L’autre principale annonce de ce discours et de ce plan pauvreté réside assurément dans la création d’un revenu universel d’activité à partir de 2020. J’ai déjà expliqué à de nombreuses reprises à quel point l’idée de revenu universel me paraissait néfaste mais je trouve qu’Emmanuel Macron et sa coterie dépassent un stade dans l’ignominie avec cette culpabilisation des personnes en situation de pauvreté qui, in fine si l’on comprend le message sous-jacent, seraient responsables de leur sort. En somme, le président de la République nous explique que pour être aidé il faudra travailler. Peut-être envisage-t-il même d’obliger les bénéficiaires des minimas sociaux à œuvrer bénévolement comme le défendent certains départements, ajoutant l’indécence à l’ignominie. S’il y a du travail, embauchez les personnes plutôt que les faire travailler gratuitement.

L’autre principal problème de ce plan pauvreté, symbole absolu de la politique macronienne, réside évidemment dans le fait qu’il s’attaque à la pauvreté et non pas aux inégalités. Il s’agit en somme de redistribuer de la main droite au sein des catégories les plus dominées de la population ce qu’on leur a pris de la main gauche. Il va sans dire que cette politique est odieuse et ne vise qu’à satisfaire le marché en fournissant des salariés corvéables à merci et incapables de se défendre ni de vivre décemment. C’est précisément tout le piège du revenu universel qui, plutôt que de s’attaquer aux inégalités, se contente de vaguement lutter contre la pauvreté en expliquant aux personnes qu’il vaut mieux être pauvre en travaillant que pauvre en ne travaillant pas. Ce que propose Emmanuel Macron aux personnes en situation de grande pauvreté, c’est simplement d’aller vers une pauvreté relative en leur disant « c’est mieux que rien » dans un accès de cynisme rarement vu. Sa politique fera sans doute sortir de la grande pauvreté un certain nombre de personnes mais pour les faire demeurer dans la pauvreté avec des personnes plus pauvres qu’avant à qui on aura pris pour donner aux plus pauvres.
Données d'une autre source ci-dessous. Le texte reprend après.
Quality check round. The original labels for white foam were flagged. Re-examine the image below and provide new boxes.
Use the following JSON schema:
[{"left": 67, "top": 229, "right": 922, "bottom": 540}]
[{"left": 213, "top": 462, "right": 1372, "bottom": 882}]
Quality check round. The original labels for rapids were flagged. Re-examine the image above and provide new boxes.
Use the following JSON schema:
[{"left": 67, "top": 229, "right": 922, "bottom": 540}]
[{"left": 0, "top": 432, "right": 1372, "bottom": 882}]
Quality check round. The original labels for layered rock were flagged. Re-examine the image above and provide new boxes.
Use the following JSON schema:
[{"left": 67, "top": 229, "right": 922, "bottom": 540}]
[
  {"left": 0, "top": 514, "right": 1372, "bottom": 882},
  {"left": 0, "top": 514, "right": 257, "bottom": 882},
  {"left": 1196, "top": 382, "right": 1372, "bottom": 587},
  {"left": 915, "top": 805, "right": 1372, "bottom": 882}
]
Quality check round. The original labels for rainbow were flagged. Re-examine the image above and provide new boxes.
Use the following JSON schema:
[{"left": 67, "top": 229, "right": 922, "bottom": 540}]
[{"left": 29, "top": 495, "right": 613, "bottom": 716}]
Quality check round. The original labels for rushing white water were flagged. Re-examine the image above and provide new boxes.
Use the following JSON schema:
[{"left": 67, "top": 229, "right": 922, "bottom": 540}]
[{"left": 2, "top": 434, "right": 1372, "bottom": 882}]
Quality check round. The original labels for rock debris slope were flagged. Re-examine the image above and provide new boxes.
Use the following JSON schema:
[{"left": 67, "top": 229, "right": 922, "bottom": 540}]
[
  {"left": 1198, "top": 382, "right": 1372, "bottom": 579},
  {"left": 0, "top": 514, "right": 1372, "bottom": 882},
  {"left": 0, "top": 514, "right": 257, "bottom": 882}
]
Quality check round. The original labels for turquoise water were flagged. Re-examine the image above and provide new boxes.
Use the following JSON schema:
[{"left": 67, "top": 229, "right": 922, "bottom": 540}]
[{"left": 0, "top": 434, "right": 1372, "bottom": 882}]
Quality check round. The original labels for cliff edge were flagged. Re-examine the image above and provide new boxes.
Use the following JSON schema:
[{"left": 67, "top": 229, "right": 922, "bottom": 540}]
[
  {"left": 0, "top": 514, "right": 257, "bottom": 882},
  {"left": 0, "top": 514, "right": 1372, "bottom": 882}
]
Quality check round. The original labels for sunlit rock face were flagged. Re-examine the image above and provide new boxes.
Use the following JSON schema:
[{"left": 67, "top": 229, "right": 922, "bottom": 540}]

Il s’agit finalement de donner un os à ronger aux plus dominés pour qu’ils le soient encore mais se taisent pendant que les puissants festoient. Voilà la société que défend le monarque présidentiel et le plan pauvreté qu’il a présentés. Lui et sa caste feraient bien de prendre garde, après nous être nourris de la pauvreté comme l’a dit sa ministre à Jean-Hugues Ratenon, ex-bénéficiaire du RSA et désormais député de la France Insoumise, il pourrait bien nous prendre l’envie de les manger eux. Nul doute que ce jour-là, nous aurons grand faim.